Caching component is designed using Strategy design pattern which allows the developer to effortlessly add different caching strategies. If at any point in time, the developer decides to switch (to) or add a new caching strategy, then he needs to make very few changes (e.g; TranslatorApp class and new caching strategy class). Thus, our decision to use Strategy pattern allows caching strategies to vary and remains independent from the client (TranslatorApp) that uses it.

Translation component is built using Factory design pattern, which defines an interface (ServiceCreator) for creating an object, but let its subclasses (GoogleServiceCreator, BingServiceCreator) decide which Provider subclass (BingProvider, GoogleProvider) to instantiate. This design allows us to defer instantiation to Provider subclasses and offers less complicated, more customizable, subclasses proliferation. If the developer decides to add more Provider subclasses, he only needs to add a corresponding subclass for ServiceCreator and make a single line change into TranslatorApp class.

We have specifically designed our server in this way to exploit the principle of DNR (Do Not Repeat). Our architecture design allows our mini project to grow into a bigger project and but at the same time keep it easy to maintain. E.g. if we want to change application caching strategy or switch out application translation service, the developer needs to make very few changes at defined places.

At the current state of the application, GoogleProvider and SimpleCacheStrategy classes have been enabled into the application, which is also demonstrated in the above class diagram.

Future Possible Extension

  1. Implement a smart pre-caching. This means we assume if a user translates a text into Hindi, he is likely to also translate the same text into Urdu.
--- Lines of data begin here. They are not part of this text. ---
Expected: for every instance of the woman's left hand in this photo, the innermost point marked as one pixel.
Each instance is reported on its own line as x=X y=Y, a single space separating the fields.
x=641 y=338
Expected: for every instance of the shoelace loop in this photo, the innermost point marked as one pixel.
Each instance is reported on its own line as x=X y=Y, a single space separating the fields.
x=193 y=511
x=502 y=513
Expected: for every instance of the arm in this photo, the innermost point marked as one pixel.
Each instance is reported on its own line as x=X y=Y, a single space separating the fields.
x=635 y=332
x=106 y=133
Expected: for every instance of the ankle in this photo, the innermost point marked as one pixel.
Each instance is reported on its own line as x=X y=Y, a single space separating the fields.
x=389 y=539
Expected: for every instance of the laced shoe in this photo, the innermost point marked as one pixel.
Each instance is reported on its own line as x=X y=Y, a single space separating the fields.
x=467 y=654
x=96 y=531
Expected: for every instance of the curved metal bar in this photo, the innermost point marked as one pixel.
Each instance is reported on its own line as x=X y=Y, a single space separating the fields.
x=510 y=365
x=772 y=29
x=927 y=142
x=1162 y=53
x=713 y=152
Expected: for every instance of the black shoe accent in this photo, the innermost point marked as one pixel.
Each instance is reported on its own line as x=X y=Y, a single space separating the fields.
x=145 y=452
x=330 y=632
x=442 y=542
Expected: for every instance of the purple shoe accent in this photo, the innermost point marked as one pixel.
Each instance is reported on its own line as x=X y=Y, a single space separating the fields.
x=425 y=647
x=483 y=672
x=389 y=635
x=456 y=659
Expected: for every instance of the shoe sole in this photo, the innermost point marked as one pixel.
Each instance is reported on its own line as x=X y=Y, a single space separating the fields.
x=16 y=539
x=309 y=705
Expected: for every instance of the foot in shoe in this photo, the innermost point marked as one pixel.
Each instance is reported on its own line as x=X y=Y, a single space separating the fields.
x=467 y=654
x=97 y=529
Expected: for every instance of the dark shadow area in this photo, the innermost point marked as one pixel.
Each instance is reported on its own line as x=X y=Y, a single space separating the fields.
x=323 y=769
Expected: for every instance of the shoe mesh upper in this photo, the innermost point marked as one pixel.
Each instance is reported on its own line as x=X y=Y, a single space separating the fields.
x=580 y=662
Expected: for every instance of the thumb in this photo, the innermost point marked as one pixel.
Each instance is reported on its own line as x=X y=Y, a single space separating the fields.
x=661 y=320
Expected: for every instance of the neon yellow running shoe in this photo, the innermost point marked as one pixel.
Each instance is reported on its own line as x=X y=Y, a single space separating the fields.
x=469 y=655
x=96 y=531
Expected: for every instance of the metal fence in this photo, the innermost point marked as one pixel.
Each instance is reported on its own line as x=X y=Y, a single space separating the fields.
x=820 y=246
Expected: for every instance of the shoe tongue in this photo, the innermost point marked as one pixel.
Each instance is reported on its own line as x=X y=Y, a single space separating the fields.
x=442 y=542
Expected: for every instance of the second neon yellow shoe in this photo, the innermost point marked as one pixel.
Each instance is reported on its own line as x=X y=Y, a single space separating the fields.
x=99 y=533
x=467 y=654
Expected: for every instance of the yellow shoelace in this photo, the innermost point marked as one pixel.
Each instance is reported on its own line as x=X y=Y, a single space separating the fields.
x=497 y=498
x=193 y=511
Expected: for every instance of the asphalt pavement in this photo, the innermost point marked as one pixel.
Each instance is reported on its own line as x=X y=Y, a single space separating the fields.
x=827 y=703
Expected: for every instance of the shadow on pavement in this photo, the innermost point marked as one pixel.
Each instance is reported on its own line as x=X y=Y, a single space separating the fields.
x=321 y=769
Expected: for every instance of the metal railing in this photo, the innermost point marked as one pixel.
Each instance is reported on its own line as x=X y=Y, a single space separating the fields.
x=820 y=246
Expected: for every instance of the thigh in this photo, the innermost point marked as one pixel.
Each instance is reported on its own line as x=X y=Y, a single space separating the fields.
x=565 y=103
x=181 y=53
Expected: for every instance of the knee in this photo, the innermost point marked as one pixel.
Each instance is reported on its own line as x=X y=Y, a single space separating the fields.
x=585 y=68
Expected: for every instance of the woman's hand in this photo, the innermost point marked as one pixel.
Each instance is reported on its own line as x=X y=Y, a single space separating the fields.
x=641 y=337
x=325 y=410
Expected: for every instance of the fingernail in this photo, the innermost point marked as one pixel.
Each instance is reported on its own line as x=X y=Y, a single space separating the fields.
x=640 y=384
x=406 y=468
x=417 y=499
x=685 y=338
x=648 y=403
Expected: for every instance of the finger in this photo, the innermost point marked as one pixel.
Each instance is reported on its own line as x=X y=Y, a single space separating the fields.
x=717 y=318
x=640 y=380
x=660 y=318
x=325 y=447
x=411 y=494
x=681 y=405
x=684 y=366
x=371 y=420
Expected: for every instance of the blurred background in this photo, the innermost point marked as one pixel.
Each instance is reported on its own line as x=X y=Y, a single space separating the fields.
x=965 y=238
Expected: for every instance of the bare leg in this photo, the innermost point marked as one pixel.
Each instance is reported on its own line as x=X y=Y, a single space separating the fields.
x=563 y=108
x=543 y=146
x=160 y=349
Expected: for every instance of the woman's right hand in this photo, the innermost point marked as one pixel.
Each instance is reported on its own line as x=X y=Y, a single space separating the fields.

Therefore, it might be beneficial to also request for other target languages such as Bengali, Telugu, Tamil, Chinese (Languages regional to target language) and store them into the application cache. However, this pre-caching should not affect the response time of application for the active user, that's why the pre-caching should entirely happen asynchronously.

  2. Currently proxy support is not implemented.

  3. Currently this application uses googletrans, which imposes following limitation:

    • The maximum character limit on a single text is 15k.
    • Due to limitations of the web version of google translate, this API does not guarantee that the library would work properly at all times. To achieve a stable API, it is highly recommended to integrate Google’s official translate API.
    • If you get HTTP 5xx error or errors like #6, it’s probably because Google has banned your client IP address.